JCoz is the world's first causal profiler for Java (and eventually all JVM) programs. It was inspired by coz, the original causal profiler.

For documentation, including installing, building, and using JCoz, please see our Wiki page page.

Dependencies

  • spdlog (0.11.0 or higher)
    • apt-get install libspdlog-dev for debian/ubuntu
    • yum install spdlog-devel for fedora/rhel/centos
  • make
  • jdk 1.8 (newer jdk's will result in a (maven) failure during make all)

Getting Started Tutorial

Build and shakeout

You can drive a basic test use case through the Makefile.
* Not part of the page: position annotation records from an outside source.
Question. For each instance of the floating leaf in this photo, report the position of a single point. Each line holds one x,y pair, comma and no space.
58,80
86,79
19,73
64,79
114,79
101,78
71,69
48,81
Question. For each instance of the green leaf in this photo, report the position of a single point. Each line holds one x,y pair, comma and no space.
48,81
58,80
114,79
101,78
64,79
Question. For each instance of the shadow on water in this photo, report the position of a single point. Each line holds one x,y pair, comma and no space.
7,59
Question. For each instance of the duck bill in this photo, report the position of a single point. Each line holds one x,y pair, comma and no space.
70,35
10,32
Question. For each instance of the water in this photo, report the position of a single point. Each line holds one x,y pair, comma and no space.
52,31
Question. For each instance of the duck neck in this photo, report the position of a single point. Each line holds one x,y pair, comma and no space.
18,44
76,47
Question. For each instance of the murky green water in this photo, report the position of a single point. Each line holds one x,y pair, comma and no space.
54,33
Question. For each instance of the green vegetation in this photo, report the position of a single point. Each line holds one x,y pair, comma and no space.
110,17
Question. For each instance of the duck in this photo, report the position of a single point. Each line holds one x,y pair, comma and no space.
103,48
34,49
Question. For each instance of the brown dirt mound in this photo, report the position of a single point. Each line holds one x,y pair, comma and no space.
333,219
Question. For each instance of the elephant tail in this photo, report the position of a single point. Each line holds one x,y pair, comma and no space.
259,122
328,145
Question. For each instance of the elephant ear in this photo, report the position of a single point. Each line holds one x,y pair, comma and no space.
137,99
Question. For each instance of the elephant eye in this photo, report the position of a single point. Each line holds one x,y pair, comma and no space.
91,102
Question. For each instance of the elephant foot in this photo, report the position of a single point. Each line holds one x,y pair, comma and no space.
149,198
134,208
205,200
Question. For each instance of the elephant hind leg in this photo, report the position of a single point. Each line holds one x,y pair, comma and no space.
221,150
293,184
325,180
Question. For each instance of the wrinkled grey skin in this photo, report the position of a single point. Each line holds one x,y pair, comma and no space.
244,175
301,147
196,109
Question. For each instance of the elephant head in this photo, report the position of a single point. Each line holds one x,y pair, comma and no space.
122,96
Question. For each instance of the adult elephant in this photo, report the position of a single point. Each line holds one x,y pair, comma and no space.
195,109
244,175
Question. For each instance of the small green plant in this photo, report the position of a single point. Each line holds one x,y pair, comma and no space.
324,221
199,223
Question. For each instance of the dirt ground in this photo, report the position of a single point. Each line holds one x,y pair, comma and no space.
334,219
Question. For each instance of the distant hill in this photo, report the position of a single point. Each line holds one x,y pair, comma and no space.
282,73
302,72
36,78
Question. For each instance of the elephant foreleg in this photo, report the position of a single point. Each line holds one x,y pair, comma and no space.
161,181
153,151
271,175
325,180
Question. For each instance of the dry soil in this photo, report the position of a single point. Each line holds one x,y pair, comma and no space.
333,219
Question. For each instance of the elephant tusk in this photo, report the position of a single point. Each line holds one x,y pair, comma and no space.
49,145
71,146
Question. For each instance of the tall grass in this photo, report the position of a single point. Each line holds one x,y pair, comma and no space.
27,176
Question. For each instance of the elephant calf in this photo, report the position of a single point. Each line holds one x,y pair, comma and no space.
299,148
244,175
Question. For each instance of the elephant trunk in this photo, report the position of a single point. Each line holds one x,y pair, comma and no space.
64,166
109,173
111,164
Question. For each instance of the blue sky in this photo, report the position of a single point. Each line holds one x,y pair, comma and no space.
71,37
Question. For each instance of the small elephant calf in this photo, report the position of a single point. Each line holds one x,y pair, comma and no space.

Start by building everything from scratch:

$ make clean
$ make all

Now, to get started, open three terminal windows:

(1) $ make run-rmi-host
(2) $ make run-workload
(3) $ make run-profiler

From the third (profiler) window, after a few moments you will see some output appear:

(3)
experiment	selected=test.TestThreadSerial:67	speedup=0.0	duration=20003047916
progress-point	name=end-to-end	type=source	delta=0

This is the coz flat file format. Leave the application to run for a period of time, and you will see more profiling samples collected.

If you've made it this far, congrats, you can proceed to running the CLI for a proper profiling run! The 'run-profiler' process should terminate after about 30 seconds.

Unfortunately we do not have enough datapoints from a 30 second run to get sufficient confidence for coz to recommend the lines of code to improve.

Running the CLI

Using the CLI, we can collect as many datapoints as we like. Keeping the RMI host and workload running, start the CLI. Check the PID of the monitored host with ps.

(3)
$ CLIENT_JAR=./src/java/target/client-0.0.1-jar-with-dependencies.jar
$ TOOLS_JAR=/usr/lib/jvm/java-8-openjdk-amd64/lib/tools.jar
$ java -cp ${CLIENT_JAR}:${TOOLS_JAR} \
    jcoz.client.cli.JCozCLI \
    -c test.TestThreadSerial \
    -l 57 \
    -s test \
    -p $PID_OF_WORKLOAD
...
experiment	selected=test.TestThreadSerial:62	speedup=0.6	duration=4747080912
progress-point	name=end-to-end	type=source	delta=98
experiment	selected=test.TestThreadSerial:73	speedup=0.45	duration=4647873501
progress-point	name=end-to-end	type=source	delta=96
experiment	selected=test.TestThreadSerial:73	speedup=0.0	duration=5002572016
progress-point	name=end-to-end	type=source	delta=100
experiment	selected=test.TestThreadSerial:62	speedup=0.35	duration=4858058541
progress-point	name=end-to-end	type=source	delta=99
...

Results will start appearing in the profile output.

Getting a profiling visualisation

Save the results you previously captured to a file foo.coz (you will have to manually remove "[main] INFO jcoz.client.cli.JCozCLI - Experiment: " from the console output to make the coz UI parse your input).

Open the coz UI here, and upload the file and review the output.

Profiling a real application

You should now be in a position to profile a real application. Use the JCozCLI and capture some samples!

Be aware for that a real sized application there will be lots of code and lots of experiments that JCoz needs to run. You should plan to keep JCoz running for some hours to be confident in the results.